Федя безошибочным чутьем определил, что директор в «подходящем» настроении. Он кинул быстрый с хитринкой взгляд на Андрея и весело ответил:

— Не надо беды, Андрей Николаевич!

— Ну, говори, зачем пришел. Выкладывай!

— Андрей Николаевич, — серьезно, почти торжественно начал Федя и встал со стула, на который только что успел усесться, — я пришел по поручению комитета комсомола.

— Слушаю, товарищ полпред.

— Вы не смейтесь, Андрей Николаевич, я верно говорю.

— Да говори же, слушаю.

— На складе есть провод.

— Ну? — Андрей снова улыбнулся.

— Гупер. Полтора квадрата, — уточнил Федя.

— Знаю. Дальше.

— Две тысячи метров.

— И это знаю. Дальше.

— А нам всего надо тысячу сто.

— Вам?

— Ну да, — Федя снова начал обиженно хмуриться. — Вы же говорили: как получим провод, так установим в пошивочном автоматическую сигнализацию. На комсомольском собрании обещали.

— Обещал, когда получим провод.

— Получили.

— Это не получили, а вырвали.

Но тут Андрей спохватился, что не совсем уместно разъяснять Феде разницу в этих понятиях, и, чтобы скрыть свой промах, проворчал что-то насчет кладовщика, «который позволяет каждому совать нос в неприкосновенный запас». Но из попытки рассердиться ничего не вышло. Не такое было сегодня у Андрея настроение.

— Тысячу сто, говоришь? — строго посмотрел он на Федю.

— Самое малое, Андрей Николаевич. Надо больше, да мы, когда снимали проводку в старом цехе, выбрали по кускам четыреста метров. А тысячу сто нового надо.

— Требование заготовил?

Федя широко ухмыльнулся и, как фокусник, одним взмахом достал из верхнего кармана спецовки бланк требования.

Андрей подписал и, возвращая Феде бланк, строго сказал:

— Получишь тысячу пятьсот. К чему новую проводку старым проводом портить?

2

— Дорогие друзья, — сказал Андрей, входя к Парамоновым. — У меня большая радость!

— Что, небось полугодовой план отхватили досрочно? — спросил Василий. — Так я что-то не видел вашего рапорта.

Он произнес слова так, что непонятно было, сказано это всерьез или в шутку, а сам кинул взгляд на Таню: она-то, наверное, знает в чем дело.

Таня, конечно, знала.

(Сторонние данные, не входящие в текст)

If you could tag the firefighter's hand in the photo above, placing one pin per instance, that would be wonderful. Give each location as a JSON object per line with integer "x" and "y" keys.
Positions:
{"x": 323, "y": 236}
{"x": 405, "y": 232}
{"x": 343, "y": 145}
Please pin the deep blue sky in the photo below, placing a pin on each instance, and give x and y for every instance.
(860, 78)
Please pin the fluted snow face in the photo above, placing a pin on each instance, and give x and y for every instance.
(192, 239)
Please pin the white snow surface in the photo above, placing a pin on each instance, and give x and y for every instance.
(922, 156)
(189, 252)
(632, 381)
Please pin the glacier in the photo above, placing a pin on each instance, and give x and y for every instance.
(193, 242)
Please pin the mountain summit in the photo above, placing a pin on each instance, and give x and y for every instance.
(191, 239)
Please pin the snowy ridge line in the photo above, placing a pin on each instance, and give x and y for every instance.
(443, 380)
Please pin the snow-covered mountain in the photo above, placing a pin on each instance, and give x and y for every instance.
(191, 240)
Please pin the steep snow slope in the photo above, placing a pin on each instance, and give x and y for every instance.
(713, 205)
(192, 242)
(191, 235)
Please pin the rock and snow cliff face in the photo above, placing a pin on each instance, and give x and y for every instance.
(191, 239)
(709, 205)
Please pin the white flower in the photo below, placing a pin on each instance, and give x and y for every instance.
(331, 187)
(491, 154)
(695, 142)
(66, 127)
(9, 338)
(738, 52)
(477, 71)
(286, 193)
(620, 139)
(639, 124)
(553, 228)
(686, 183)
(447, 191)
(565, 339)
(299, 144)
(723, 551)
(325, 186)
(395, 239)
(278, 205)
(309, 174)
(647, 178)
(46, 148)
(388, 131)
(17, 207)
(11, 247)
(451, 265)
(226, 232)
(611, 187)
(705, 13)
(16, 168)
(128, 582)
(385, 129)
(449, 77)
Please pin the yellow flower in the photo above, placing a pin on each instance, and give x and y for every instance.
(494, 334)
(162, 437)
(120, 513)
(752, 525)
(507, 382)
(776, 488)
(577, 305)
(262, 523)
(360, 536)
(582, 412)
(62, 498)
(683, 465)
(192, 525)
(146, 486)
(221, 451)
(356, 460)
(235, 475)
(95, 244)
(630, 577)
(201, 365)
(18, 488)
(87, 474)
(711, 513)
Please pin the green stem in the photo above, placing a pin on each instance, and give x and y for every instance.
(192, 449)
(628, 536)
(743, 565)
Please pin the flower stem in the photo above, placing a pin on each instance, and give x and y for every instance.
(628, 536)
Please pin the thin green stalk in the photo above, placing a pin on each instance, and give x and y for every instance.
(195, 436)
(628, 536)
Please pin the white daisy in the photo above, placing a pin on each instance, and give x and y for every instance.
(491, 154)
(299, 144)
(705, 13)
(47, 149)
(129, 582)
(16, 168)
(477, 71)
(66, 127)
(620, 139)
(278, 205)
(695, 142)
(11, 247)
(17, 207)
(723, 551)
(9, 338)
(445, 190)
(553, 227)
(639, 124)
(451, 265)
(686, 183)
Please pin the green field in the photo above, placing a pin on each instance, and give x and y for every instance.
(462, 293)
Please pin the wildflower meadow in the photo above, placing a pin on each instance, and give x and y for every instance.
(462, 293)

Иначе отчего бы так просияло ее лицо.

— Ну, тут, как видно, я один ничего не знаю, — с напускной строгостью пробасил Василий.

— Нет, Татьяна Петровна тоже не знает… Она только… Ну, словом, она понимает. Она ведь, Василий Михайлович, всегда все понимает.

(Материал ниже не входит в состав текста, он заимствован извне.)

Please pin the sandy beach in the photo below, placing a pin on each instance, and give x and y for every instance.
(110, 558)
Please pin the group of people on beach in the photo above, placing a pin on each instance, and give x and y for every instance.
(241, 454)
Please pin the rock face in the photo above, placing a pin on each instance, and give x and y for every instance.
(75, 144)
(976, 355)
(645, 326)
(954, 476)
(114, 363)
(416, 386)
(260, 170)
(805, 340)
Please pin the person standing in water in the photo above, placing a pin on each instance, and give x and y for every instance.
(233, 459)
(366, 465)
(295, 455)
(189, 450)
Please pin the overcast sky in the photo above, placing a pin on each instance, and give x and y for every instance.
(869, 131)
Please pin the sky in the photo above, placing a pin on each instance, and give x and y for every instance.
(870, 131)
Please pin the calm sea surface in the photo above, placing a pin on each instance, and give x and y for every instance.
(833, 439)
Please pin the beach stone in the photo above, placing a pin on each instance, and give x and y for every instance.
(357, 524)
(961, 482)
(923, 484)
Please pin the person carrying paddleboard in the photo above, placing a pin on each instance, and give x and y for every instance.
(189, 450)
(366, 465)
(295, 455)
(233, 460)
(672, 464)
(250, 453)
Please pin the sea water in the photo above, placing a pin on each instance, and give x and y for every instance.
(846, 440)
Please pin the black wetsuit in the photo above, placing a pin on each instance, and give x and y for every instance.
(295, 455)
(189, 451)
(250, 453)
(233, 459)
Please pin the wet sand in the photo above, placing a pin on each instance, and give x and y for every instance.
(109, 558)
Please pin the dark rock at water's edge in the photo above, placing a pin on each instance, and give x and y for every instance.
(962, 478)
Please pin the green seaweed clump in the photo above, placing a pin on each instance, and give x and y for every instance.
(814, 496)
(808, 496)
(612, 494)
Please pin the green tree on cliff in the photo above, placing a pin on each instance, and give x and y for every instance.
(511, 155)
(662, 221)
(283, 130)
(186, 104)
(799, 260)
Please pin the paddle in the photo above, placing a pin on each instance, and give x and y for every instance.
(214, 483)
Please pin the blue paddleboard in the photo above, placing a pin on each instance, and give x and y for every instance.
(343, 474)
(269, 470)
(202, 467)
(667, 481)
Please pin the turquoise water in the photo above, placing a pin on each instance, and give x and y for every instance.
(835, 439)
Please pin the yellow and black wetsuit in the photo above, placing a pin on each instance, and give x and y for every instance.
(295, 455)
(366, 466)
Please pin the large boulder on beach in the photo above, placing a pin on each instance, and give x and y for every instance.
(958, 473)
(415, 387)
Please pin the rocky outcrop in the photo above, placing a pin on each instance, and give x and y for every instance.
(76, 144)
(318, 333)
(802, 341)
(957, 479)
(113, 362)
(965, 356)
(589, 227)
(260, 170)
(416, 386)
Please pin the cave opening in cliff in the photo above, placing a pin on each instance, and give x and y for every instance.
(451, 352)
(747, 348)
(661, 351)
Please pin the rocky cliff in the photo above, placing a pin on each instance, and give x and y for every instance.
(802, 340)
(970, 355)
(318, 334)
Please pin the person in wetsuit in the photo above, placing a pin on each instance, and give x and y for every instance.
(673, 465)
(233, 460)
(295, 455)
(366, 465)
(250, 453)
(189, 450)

— Рассказывайте, Андрей Николаевич, рассказывайте. Я догадываюсь только. Да ведь бабьи догадки не всегда к месту.

— Ваши, Таня, всегда к месту.

— Как сойдутся, так сразу и комплименты друг другу говорят, — укоризненно произнес Василий. — Придется доложить в горкоме, что на заводе сплошная семейственность.

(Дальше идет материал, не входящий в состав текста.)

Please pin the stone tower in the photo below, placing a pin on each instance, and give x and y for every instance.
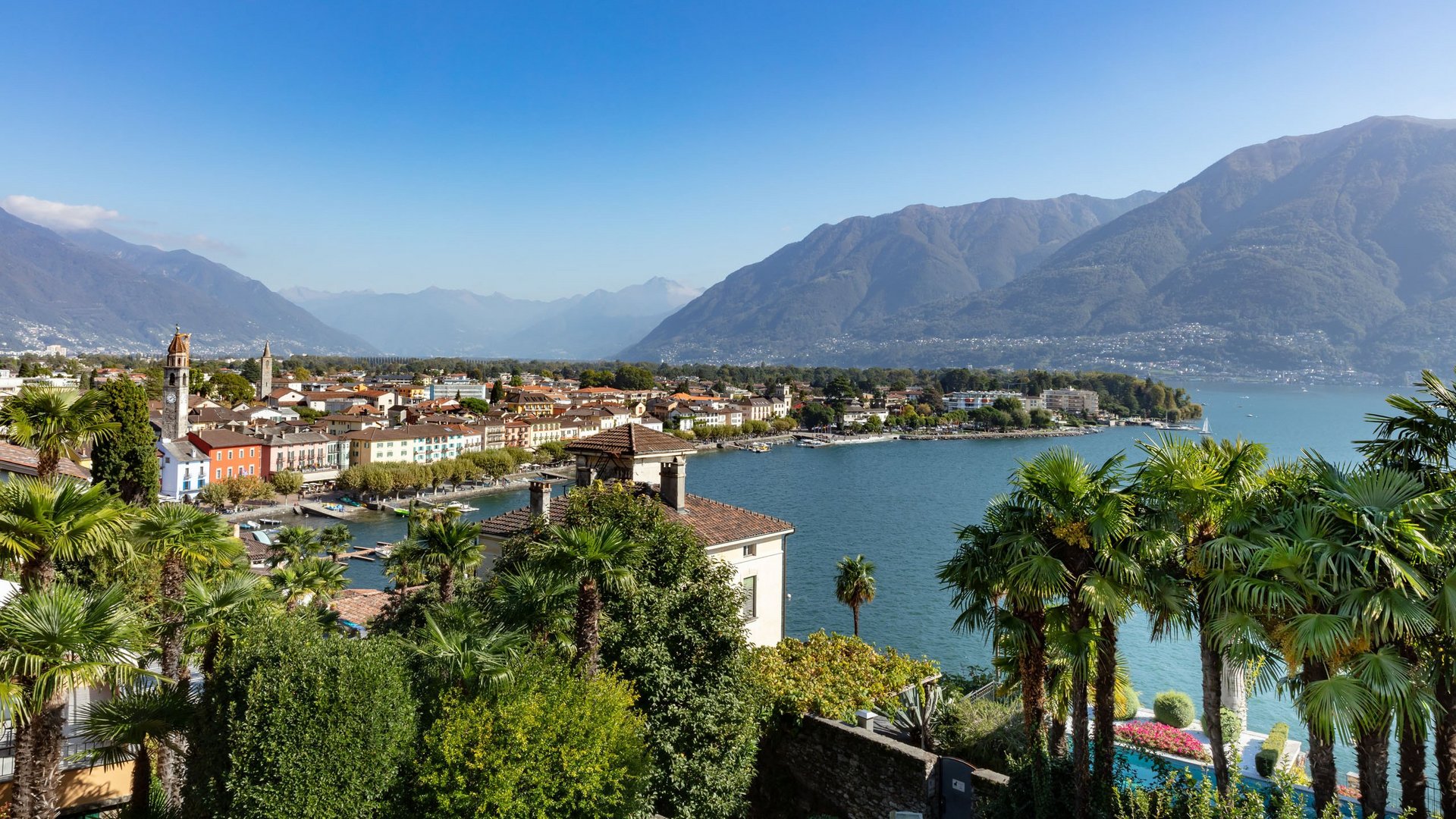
(175, 387)
(265, 372)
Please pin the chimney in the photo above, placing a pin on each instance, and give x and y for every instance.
(541, 499)
(674, 483)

— Да не вяжись ты к человеку. Видишь, не с пустяками пришел, — отмахнулась Таня. — Садитесь, Андрей Николаевич. Рассказывайте.

— Рассказывать… — Андрей остановился. — Да разве такое расскажешь! Таких и слов-то нет. Прочитайте, поймете сами.

И он протянул письмо Тане.

Таня прочитала, как-то по-особенному, и ласково и грустно, взглянула на Андрея, передала письмо Василию и вышла из комнаты.

— Не видел я твоей Ольги, — сказал Василий, прочитав письмо, и то, как он просто и вместе с тем веско произнес «твоей», прозвучало для Андрея убедительным подтверждением его пока еще неясных, не осознанных да конца, во многом сбивчивых но таких радостных, одухотворяющих надежд.

— Не видел, жалею. Егор Иванович хорошо про нее говорил, а старик не ошибется. Поздравить тебя, Андрей Николаевич, надо, да вот, наверное, припасу в доме нет. Ну, да это мы сейчас!

Но Василий не успел встать, и Андрей не успел его отговорить. В комнату вошла Таня с бутылкой шампанского в руках.

Василий только крякнул от удовольствия.

— Ну и жена! Ай, молодец! А я горевал.

— Это вы, мужики, задним умом крепки, все нам за вас думать приходится.

— Когда ты успела? — все еще изумляясь, спросил Василий.

— Шла с работы, захватила. Знала ведь, что Андрей Николаевич сегодня к нам обязательно зайдет. Куда же ему еще идти?

— Ну, Андрей Николаевич, выпьем, чтобы у тебя Оля такая же была.

Таня поставила на стол три бокала, Василий ловко открыл бутылку и разлил вино по бокалам.

— Веселое вино, пусть жизнь у вас такой будет, — сказал Василий и поднял бокал.

Андрей тоже поднял бокал и заметил, что рука его дрожит. Таня и Василий смотрели на него. Василий был серьезен, Таня взволнована. Андрей почувствовал, сколько теплого дружеского участия скрывалось за шутками Василия, за непринужденной оживленностью Тани.